Diagnostics works in a similar fashion to ping in the sense that it returns a report of how all the sockets/endpoints are doing, but the main difference is that it is passive. While a ping proactively sends an operation across the network, a diagnostics report just returns whatever current state the client is in. This makes it much cheaper to call on a regular basis, but does not provide any live insight into the network slowness, etc.

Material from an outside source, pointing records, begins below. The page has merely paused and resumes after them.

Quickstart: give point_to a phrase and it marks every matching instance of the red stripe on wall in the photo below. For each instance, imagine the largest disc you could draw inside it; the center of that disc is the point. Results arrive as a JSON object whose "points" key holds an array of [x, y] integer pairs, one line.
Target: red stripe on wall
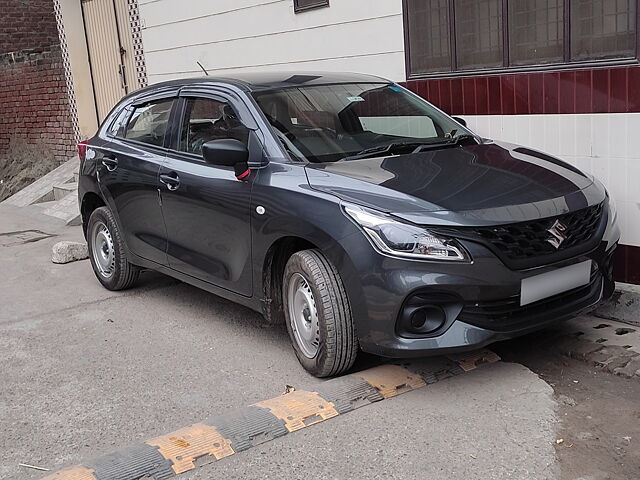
{"points": [[625, 264], [602, 90]]}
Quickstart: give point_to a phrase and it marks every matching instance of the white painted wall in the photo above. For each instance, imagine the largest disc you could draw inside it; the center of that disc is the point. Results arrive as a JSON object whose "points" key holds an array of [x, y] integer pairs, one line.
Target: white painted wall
{"points": [[364, 36], [602, 144]]}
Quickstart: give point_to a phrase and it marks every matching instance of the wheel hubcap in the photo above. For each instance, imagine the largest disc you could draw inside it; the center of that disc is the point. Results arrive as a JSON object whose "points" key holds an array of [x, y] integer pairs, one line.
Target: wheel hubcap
{"points": [[303, 316], [103, 252]]}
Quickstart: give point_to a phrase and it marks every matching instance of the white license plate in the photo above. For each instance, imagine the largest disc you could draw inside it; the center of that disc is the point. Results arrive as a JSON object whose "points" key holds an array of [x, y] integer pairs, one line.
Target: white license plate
{"points": [[552, 283]]}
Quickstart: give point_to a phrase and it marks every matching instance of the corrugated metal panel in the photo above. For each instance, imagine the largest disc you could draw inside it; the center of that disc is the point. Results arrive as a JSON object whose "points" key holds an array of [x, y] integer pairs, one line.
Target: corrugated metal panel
{"points": [[126, 40], [108, 29]]}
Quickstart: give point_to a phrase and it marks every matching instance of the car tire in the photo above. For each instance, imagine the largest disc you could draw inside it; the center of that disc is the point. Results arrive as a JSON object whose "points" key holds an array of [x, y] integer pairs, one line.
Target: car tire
{"points": [[107, 252], [318, 315]]}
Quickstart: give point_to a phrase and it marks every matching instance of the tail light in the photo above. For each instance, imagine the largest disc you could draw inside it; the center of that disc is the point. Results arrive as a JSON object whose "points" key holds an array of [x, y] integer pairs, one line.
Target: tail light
{"points": [[82, 150]]}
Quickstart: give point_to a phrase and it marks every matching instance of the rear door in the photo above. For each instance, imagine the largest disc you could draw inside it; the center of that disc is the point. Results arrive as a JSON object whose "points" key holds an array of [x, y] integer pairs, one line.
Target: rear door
{"points": [[206, 209], [129, 165]]}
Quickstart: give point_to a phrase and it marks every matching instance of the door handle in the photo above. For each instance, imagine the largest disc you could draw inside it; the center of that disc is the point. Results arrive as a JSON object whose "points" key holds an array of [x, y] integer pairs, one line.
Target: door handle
{"points": [[171, 180], [111, 163]]}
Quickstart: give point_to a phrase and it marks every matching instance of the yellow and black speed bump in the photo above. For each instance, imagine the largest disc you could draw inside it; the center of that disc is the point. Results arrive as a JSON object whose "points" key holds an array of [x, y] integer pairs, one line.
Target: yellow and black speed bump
{"points": [[219, 437]]}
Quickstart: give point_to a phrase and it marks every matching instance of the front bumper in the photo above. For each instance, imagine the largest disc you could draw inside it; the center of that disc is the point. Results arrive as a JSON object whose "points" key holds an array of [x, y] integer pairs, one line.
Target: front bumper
{"points": [[486, 292]]}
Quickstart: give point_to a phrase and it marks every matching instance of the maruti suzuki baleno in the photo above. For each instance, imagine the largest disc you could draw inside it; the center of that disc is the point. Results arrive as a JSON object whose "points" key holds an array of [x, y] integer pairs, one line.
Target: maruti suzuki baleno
{"points": [[346, 207]]}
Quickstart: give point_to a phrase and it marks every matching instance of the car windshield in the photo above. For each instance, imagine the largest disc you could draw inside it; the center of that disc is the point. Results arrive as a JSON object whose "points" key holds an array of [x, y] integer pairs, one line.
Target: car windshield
{"points": [[328, 123]]}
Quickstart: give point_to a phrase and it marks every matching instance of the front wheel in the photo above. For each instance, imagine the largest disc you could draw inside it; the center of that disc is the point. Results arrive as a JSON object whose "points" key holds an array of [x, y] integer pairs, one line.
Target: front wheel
{"points": [[318, 315], [107, 253]]}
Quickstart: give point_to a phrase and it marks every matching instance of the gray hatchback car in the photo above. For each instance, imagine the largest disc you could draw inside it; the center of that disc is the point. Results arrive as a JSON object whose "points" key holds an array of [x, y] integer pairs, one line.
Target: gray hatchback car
{"points": [[346, 207]]}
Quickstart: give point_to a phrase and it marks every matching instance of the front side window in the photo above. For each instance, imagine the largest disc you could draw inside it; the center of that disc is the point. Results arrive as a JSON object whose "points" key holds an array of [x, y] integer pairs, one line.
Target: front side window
{"points": [[330, 122], [206, 120], [148, 122]]}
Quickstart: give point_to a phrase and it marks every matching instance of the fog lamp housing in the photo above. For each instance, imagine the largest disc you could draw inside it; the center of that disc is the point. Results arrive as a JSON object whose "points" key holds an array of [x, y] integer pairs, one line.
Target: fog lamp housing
{"points": [[426, 315]]}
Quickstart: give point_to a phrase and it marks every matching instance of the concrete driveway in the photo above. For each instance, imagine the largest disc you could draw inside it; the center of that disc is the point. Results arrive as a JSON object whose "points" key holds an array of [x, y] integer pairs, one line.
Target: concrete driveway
{"points": [[86, 372]]}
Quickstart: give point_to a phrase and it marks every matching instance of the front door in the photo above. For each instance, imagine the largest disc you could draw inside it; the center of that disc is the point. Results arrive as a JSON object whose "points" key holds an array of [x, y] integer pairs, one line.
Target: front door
{"points": [[128, 175], [206, 209]]}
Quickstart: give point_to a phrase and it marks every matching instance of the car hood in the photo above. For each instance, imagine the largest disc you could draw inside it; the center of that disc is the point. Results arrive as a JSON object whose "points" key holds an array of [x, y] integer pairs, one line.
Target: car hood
{"points": [[476, 184]]}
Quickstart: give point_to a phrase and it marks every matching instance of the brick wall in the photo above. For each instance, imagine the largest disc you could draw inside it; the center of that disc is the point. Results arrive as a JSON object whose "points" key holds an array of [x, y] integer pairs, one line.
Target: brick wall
{"points": [[33, 95]]}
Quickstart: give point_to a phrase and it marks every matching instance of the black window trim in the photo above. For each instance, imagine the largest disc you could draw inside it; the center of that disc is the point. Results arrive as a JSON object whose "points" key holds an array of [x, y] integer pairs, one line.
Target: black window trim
{"points": [[174, 146], [131, 106], [225, 96], [566, 64], [317, 4]]}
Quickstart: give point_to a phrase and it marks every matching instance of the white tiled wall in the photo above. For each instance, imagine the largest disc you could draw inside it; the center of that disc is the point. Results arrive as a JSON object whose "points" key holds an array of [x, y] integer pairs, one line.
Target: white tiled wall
{"points": [[606, 145]]}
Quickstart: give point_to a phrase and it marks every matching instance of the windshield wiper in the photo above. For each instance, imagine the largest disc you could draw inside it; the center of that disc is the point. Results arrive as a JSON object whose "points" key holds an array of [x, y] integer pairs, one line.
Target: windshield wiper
{"points": [[447, 143], [388, 148]]}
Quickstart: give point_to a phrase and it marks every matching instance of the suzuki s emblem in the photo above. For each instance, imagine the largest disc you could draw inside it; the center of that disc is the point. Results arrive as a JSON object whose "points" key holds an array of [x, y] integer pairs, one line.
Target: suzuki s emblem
{"points": [[558, 235]]}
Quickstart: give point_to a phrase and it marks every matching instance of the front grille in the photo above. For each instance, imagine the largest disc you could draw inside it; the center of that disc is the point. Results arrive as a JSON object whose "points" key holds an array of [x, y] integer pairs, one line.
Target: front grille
{"points": [[507, 314], [527, 244]]}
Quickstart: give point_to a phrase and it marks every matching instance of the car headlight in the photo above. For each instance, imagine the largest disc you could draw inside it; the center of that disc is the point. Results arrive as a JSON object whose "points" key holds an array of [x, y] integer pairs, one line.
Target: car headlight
{"points": [[402, 239]]}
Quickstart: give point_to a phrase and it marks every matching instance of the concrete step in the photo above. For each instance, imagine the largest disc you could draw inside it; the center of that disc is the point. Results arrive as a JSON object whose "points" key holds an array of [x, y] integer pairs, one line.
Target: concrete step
{"points": [[62, 190], [41, 189]]}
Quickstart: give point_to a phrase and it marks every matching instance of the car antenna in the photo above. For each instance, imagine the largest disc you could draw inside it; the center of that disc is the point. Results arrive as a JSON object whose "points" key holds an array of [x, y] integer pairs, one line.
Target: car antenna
{"points": [[203, 69]]}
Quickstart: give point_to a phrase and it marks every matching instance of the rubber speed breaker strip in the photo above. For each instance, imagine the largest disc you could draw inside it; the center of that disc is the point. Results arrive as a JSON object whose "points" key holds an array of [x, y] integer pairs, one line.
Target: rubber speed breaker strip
{"points": [[219, 437]]}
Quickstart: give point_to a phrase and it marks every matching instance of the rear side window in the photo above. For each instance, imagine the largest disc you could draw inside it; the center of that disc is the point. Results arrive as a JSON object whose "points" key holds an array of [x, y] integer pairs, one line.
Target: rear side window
{"points": [[117, 128], [148, 122]]}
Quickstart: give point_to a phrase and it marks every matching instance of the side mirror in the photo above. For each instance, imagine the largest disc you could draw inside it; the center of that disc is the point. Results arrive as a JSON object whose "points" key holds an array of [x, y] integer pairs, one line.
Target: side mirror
{"points": [[228, 153], [461, 121]]}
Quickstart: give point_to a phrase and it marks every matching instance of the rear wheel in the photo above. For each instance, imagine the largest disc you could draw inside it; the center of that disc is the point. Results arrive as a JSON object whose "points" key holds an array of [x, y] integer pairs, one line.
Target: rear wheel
{"points": [[318, 315], [106, 252]]}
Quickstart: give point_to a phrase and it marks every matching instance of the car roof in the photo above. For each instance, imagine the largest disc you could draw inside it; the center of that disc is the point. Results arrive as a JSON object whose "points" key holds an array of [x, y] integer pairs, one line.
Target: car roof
{"points": [[257, 81]]}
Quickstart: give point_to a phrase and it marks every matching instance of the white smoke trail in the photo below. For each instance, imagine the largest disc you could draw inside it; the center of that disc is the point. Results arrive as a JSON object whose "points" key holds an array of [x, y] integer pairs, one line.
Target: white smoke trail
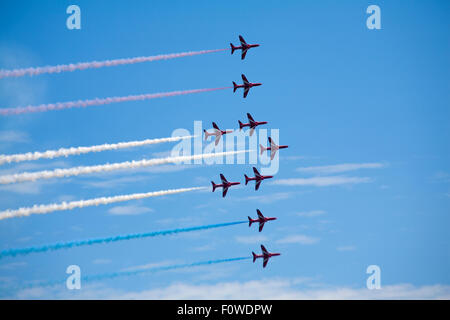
{"points": [[65, 152], [69, 172], [99, 101], [43, 209], [98, 64]]}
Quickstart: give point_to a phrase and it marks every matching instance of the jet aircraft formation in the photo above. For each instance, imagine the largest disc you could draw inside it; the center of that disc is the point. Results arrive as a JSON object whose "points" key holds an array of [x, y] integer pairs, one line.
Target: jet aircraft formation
{"points": [[273, 148]]}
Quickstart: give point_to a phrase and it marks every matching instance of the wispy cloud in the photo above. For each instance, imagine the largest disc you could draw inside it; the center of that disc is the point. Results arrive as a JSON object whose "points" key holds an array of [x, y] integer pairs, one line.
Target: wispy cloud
{"points": [[346, 248], [278, 288], [339, 168], [101, 261], [11, 136], [298, 239], [322, 181], [129, 210], [312, 213], [251, 239], [270, 198]]}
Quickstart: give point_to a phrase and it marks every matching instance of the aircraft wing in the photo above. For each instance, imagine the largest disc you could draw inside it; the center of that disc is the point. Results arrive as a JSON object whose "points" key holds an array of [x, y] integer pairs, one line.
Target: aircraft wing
{"points": [[244, 53], [216, 142], [259, 214], [273, 152], [255, 171], [246, 92], [261, 226], [241, 39], [222, 177], [272, 143], [264, 250]]}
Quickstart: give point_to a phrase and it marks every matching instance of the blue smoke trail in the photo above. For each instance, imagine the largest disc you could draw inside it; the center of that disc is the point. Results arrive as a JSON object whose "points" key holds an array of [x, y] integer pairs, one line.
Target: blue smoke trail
{"points": [[155, 269], [88, 242], [7, 291]]}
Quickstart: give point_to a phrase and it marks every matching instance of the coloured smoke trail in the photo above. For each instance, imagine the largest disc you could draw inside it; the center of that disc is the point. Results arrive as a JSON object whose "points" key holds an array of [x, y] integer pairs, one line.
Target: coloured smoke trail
{"points": [[113, 275], [70, 172], [89, 242], [65, 152], [99, 101], [98, 64], [48, 208]]}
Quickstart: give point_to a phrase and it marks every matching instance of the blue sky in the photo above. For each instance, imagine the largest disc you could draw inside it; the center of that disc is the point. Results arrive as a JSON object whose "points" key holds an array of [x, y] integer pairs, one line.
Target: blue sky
{"points": [[338, 92]]}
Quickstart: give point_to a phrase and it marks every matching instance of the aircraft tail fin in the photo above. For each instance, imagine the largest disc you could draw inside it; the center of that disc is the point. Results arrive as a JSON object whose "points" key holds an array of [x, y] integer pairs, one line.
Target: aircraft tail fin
{"points": [[206, 134], [262, 148], [232, 48]]}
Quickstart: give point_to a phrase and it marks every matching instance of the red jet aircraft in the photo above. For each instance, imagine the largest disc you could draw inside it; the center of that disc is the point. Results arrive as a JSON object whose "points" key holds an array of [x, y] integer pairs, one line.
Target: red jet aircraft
{"points": [[251, 123], [217, 133], [247, 85], [225, 185], [261, 220], [258, 178], [266, 255], [244, 47], [273, 148]]}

diag_result = cluster.diagnostics()
print(diag_result.as_json())

Which will print the diagnostics result as a json string. For instance, on a single node cluster that has had n1ql queries and kv operations executed, you will see something like:

{
    "version": 1,
    "id": "0x7f8e8d464350",
    "sdk": "libcouchbase/3.1.0_2_ga1e9e1ca91 PYCBC/3.1.0.dev5+g207fb829",
    "services": {
        "kv": [
            {
                "id": "c89f4c25513f1fb3",
                "last_activity_us": 3181,
                "local": "127.0.0.1:60360",
                "remote": "127.0.0.1:11210",
                "state": "connected"
            }
        ],
        "config": [
            {
                "id": "0x7f8e9d53e440",
                "last_activity_us": 163988,
                "local": "127.0.0.1:60148",
                "remote": "127.0.0.1:11210",
                "state": "connected"
            }
        ],
        "n1ql": [
            {
                "id": "0x7f8e5d44d8e0",
                "last_activity_us": 354,
                "local": "127.0.0.1:60162",
                "remote": "127.0.0.1:8093",
                "state": "connected"
            }
        ]
    }
}

Because it is passive, diagnostics are only available at the Cluster level and cover everything in the current SDK state. Also, because it is not doing any I/O you cannot proactively filter the list of services that are returned, all you need to do is look only at the ones that are interesting to you.

A DiagnosticsResult has one interesting property over a ping result: It provides a cumulative ClusterState through the state property. The state can be ONLINE, DEGRADED or OFFLINE. This allows to give a single, although simplistic, view on how your cluster is doing from a client point of view. The state is determined as follows:

If at least one socket is open and all of them are connected, it is ONLINE
If at least one is connected but not all are, it is DEGRADED
If none are connected, it is OFFLINE

Of course you can iterate over the individual states and apply a different algorithm if needed.